FIG. 5 is a block diagram showing a schematic configuration of the beverage production system.
As shown in FIG. 5, the beverage production system 200 includes a press machine 201, a pre-filter 202, a concentrator 203, a hot water regulator 204, a heat exchanger 205, a heat source 206, a sterilizer 207, and a fermentation A tank 208, a filter 209, a storage tank 210, a filter 211, and a filling machine 212 are provided.

  In the beverage production system 200, fruits such as grapes and apples are squeezed by a squeezing machine 201, and juice that is a raw material for concentrated fruit juice and fermented beverages is squeezed. The fruit juice is then removed from the skin, flesh, and other foreign matters by the pre-filter 202, and then fed into the concentrator 203. The pre-filter 202 can be combined with a filter that removes particles of 2 microns (μm) or less that may pass through the membrane of the concentrator or cause clogging.

  The concentrator 203 is provided to remove moisture and increase the concentration of fruit juice. As the concentrating device 203, the concentrating device according to the above-described embodiment or the concentrating device according to the modification is applied. The concentrator 203 heats the fruit juice to a predetermined temperature of less than 90 ° C. using warm water in order to evaporate the water in the fruit juice and perform film distillation. The hot water is heated in the heat exchanger 205 using the thermal energy supplied from the heat source 206, and is supplied from the hot water regulator 204 to the heater (20) of the concentrating device 203.

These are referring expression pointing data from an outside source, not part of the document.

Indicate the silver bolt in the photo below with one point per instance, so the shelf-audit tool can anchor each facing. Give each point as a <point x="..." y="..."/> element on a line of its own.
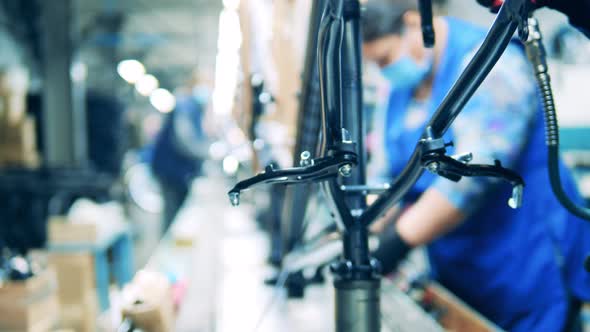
<point x="346" y="136"/>
<point x="234" y="199"/>
<point x="433" y="167"/>
<point x="516" y="200"/>
<point x="464" y="158"/>
<point x="305" y="159"/>
<point x="345" y="170"/>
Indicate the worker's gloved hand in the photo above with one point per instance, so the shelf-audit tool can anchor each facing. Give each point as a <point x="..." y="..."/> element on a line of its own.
<point x="391" y="251"/>
<point x="578" y="11"/>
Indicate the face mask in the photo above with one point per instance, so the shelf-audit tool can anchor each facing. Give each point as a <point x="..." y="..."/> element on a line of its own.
<point x="406" y="73"/>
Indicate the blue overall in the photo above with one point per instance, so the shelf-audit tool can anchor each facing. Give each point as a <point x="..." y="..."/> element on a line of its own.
<point x="520" y="268"/>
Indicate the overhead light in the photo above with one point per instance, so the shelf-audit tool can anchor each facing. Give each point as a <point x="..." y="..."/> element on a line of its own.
<point x="231" y="4"/>
<point x="130" y="70"/>
<point x="163" y="100"/>
<point x="146" y="85"/>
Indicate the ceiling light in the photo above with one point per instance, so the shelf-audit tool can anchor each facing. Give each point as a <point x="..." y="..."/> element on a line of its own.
<point x="130" y="70"/>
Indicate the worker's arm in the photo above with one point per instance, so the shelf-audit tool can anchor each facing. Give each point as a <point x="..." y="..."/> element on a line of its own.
<point x="495" y="124"/>
<point x="431" y="216"/>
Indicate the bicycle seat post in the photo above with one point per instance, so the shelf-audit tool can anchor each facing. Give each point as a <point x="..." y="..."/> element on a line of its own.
<point x="356" y="282"/>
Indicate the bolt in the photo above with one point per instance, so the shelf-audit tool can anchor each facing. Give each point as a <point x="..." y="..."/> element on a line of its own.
<point x="516" y="200"/>
<point x="464" y="158"/>
<point x="345" y="170"/>
<point x="433" y="167"/>
<point x="234" y="199"/>
<point x="305" y="159"/>
<point x="346" y="136"/>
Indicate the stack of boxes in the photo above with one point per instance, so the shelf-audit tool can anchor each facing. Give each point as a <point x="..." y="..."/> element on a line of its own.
<point x="18" y="139"/>
<point x="76" y="291"/>
<point x="30" y="305"/>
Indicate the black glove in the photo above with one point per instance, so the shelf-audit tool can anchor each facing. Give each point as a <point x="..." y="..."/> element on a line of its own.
<point x="578" y="11"/>
<point x="392" y="250"/>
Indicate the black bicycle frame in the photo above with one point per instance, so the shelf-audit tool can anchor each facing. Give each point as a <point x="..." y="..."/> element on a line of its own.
<point x="342" y="153"/>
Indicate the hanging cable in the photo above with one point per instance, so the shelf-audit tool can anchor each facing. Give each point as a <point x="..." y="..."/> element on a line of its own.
<point x="538" y="58"/>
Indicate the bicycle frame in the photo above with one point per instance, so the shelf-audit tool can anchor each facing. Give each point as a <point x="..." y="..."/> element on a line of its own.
<point x="342" y="153"/>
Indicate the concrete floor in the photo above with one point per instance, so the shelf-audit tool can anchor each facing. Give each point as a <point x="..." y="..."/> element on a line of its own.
<point x="226" y="266"/>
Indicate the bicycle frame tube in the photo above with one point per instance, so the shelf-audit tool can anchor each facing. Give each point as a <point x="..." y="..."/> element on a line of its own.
<point x="512" y="13"/>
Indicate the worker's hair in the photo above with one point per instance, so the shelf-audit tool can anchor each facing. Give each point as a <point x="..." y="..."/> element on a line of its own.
<point x="384" y="17"/>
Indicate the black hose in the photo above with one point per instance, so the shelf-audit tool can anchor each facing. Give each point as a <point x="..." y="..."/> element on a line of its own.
<point x="537" y="56"/>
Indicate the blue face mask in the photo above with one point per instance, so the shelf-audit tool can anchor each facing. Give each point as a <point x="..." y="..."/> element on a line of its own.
<point x="405" y="73"/>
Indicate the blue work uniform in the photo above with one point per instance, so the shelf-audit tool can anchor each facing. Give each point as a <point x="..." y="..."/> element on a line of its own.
<point x="168" y="161"/>
<point x="520" y="268"/>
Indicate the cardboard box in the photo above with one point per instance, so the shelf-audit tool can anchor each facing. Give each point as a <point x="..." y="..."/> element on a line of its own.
<point x="75" y="277"/>
<point x="80" y="317"/>
<point x="152" y="317"/>
<point x="18" y="144"/>
<point x="62" y="231"/>
<point x="22" y="290"/>
<point x="20" y="136"/>
<point x="30" y="305"/>
<point x="151" y="307"/>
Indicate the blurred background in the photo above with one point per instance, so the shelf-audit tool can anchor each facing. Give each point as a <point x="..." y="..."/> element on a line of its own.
<point x="123" y="123"/>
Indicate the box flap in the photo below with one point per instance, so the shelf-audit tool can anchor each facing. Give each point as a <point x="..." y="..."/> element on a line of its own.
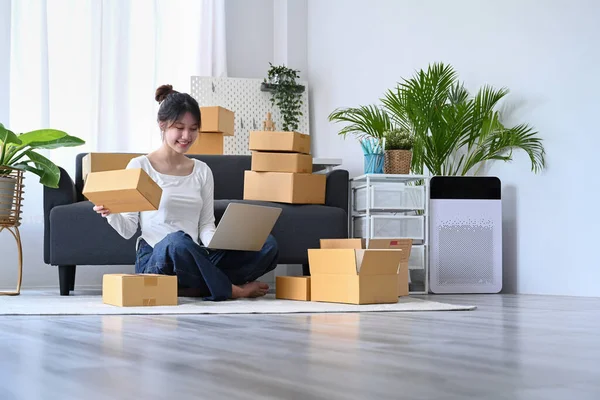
<point x="379" y="262"/>
<point x="332" y="261"/>
<point x="403" y="244"/>
<point x="112" y="180"/>
<point x="342" y="243"/>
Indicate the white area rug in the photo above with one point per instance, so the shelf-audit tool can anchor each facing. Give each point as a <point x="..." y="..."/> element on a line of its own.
<point x="46" y="303"/>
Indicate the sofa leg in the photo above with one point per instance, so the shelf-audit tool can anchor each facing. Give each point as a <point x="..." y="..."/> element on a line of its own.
<point x="66" y="279"/>
<point x="305" y="270"/>
<point x="72" y="277"/>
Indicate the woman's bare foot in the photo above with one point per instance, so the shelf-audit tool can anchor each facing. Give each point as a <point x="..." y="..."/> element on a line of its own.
<point x="250" y="289"/>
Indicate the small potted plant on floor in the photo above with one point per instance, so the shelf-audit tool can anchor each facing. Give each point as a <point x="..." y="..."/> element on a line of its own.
<point x="398" y="151"/>
<point x="286" y="94"/>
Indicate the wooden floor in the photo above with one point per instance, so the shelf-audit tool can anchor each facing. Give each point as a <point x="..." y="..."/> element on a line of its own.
<point x="511" y="347"/>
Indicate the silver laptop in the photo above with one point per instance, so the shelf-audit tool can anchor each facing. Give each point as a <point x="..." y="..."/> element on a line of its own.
<point x="244" y="227"/>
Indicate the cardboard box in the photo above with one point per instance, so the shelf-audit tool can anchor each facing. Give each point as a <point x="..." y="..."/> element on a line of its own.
<point x="130" y="290"/>
<point x="207" y="143"/>
<point x="98" y="162"/>
<point x="126" y="190"/>
<point x="281" y="162"/>
<point x="284" y="187"/>
<point x="293" y="142"/>
<point x="217" y="119"/>
<point x="292" y="287"/>
<point x="406" y="246"/>
<point x="354" y="276"/>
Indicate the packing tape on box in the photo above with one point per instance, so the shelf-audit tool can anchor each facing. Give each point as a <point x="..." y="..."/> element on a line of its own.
<point x="149" y="302"/>
<point x="150" y="281"/>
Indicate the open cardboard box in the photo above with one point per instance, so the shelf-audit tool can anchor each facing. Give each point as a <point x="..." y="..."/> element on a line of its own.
<point x="126" y="190"/>
<point x="342" y="271"/>
<point x="403" y="273"/>
<point x="131" y="290"/>
<point x="98" y="162"/>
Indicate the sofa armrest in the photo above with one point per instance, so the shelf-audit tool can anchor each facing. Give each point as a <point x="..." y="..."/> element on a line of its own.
<point x="337" y="186"/>
<point x="64" y="194"/>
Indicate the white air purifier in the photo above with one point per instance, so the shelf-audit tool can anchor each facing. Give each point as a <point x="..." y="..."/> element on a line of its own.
<point x="465" y="254"/>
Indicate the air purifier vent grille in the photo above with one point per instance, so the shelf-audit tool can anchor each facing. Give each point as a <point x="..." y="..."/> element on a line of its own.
<point x="466" y="253"/>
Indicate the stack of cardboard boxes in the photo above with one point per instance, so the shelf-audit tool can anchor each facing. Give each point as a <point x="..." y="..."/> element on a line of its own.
<point x="343" y="271"/>
<point x="217" y="122"/>
<point x="281" y="169"/>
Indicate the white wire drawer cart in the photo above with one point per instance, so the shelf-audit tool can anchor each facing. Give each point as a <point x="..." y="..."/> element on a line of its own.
<point x="387" y="206"/>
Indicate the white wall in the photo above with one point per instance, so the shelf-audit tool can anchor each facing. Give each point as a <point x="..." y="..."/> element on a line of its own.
<point x="546" y="52"/>
<point x="249" y="33"/>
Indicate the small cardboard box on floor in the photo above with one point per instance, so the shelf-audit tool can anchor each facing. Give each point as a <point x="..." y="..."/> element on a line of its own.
<point x="126" y="190"/>
<point x="343" y="271"/>
<point x="134" y="290"/>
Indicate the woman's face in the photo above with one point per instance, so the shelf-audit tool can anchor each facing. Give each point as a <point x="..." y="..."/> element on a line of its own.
<point x="182" y="133"/>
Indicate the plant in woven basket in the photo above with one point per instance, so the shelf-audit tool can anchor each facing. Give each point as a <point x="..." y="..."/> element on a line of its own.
<point x="286" y="94"/>
<point x="398" y="154"/>
<point x="17" y="153"/>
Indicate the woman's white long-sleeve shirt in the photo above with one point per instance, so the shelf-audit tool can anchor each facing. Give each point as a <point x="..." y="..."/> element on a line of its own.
<point x="187" y="204"/>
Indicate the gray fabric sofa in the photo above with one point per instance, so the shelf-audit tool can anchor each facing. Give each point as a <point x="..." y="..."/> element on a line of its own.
<point x="75" y="235"/>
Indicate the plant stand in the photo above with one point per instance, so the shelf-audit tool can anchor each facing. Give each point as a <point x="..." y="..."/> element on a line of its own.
<point x="11" y="197"/>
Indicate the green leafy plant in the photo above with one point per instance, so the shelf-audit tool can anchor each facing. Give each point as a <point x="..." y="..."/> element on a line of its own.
<point x="454" y="133"/>
<point x="398" y="139"/>
<point x="18" y="152"/>
<point x="286" y="94"/>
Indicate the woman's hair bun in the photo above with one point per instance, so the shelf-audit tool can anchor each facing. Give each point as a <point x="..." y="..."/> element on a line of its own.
<point x="163" y="91"/>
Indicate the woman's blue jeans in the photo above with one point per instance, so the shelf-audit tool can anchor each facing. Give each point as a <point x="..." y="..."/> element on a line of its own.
<point x="210" y="272"/>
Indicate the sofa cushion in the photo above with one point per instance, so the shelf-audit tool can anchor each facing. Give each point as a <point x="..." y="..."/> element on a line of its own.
<point x="80" y="236"/>
<point x="299" y="227"/>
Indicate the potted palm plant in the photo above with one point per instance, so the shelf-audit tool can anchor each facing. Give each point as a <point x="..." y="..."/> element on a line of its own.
<point x="456" y="133"/>
<point x="18" y="155"/>
<point x="398" y="154"/>
<point x="369" y="125"/>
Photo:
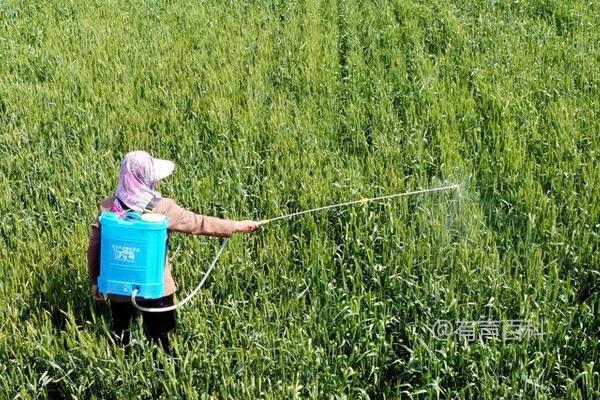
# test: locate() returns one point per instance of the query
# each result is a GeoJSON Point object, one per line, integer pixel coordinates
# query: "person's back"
{"type": "Point", "coordinates": [140, 173]}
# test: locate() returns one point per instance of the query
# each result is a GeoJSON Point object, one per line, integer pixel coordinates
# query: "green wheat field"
{"type": "Point", "coordinates": [271, 107]}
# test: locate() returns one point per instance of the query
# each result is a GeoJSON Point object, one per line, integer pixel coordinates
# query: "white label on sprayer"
{"type": "Point", "coordinates": [125, 253]}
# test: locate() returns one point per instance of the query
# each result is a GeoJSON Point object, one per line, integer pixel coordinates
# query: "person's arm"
{"type": "Point", "coordinates": [93, 256]}
{"type": "Point", "coordinates": [182, 220]}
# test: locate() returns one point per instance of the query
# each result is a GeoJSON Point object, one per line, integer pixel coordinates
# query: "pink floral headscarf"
{"type": "Point", "coordinates": [137, 181]}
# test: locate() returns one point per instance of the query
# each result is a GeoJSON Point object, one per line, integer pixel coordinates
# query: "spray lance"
{"type": "Point", "coordinates": [287, 216]}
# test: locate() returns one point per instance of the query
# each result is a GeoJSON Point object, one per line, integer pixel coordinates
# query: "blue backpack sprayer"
{"type": "Point", "coordinates": [133, 251]}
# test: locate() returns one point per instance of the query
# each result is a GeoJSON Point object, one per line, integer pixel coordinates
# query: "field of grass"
{"type": "Point", "coordinates": [270, 107]}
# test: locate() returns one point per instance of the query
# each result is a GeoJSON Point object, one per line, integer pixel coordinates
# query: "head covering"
{"type": "Point", "coordinates": [140, 172]}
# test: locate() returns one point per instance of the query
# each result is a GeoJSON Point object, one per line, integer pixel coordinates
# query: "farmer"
{"type": "Point", "coordinates": [140, 173]}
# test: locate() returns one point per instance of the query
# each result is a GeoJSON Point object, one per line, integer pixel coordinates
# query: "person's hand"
{"type": "Point", "coordinates": [95, 294]}
{"type": "Point", "coordinates": [246, 226]}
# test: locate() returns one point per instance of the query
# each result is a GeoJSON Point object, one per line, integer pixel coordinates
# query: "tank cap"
{"type": "Point", "coordinates": [151, 217]}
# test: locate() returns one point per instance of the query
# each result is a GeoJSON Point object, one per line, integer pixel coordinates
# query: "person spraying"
{"type": "Point", "coordinates": [136, 192]}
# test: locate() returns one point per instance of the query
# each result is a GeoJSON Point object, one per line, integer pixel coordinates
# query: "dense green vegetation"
{"type": "Point", "coordinates": [270, 107]}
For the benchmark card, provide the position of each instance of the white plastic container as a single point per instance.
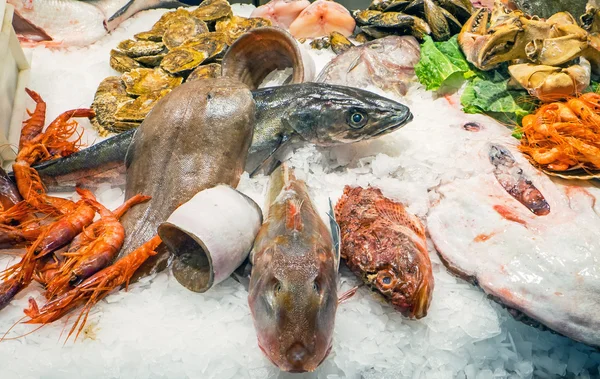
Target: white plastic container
(14, 75)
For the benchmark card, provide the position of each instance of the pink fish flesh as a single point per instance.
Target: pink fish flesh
(547, 268)
(387, 63)
(281, 12)
(321, 18)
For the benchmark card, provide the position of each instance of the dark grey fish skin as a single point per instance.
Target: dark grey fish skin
(313, 112)
(135, 6)
(87, 168)
(194, 138)
(319, 113)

  When producing concentrated fruit juice, the fruit juice is concentrated to the concentration ratio with a target concentration ratio set so that the sugar content and acidity are not less than specified. The fruit juice concentrated in the concentrator 203 is pasteurized by the sterilizer 207 and then filled into various containers. The concentrated fruit juice produced in this way is transported, stored, etc., and then diluted and reduced with water to become a fruit drink.

  On the other hand, when producing a fermented beverage, the fruit juice is concentrated to the concentration rate with a target concentration rate set so as to have a sugar content suitable for alcohol fermentation. For example, for grape juice, the sugar content is concentrated in the range of about 15-30. The fruit juice concentrated in the concentrator 203 is subjected to alcohol fermentation with yeast or the like in the fermenter 208. After the fermentation, the filter is removed by the filter 209, and the storage tank 210 further stores and matures the liquor. Then, it is clarified by the filter 211 and bottled by the filling machine 212 to obtain a fermented beverage such as wine.

  According to the above beverage production system, since the concentrating device 203 is provided, the concentrated fruit juice concentrated to a predetermined concentration rate or a predetermined sugar content is obtained regardless of the quality of fruit, variety, storage conditions after harvesting, etc. A fermented fermented beverage can be obtained. That is, even if the use of the concentrated fruit juice is any of concentrated fruit juice for concentration and reduction, fermented beverages, etc., the fruit juice stably concentrated to the target concentration rate is obtained in the single concentrator 203. be able to.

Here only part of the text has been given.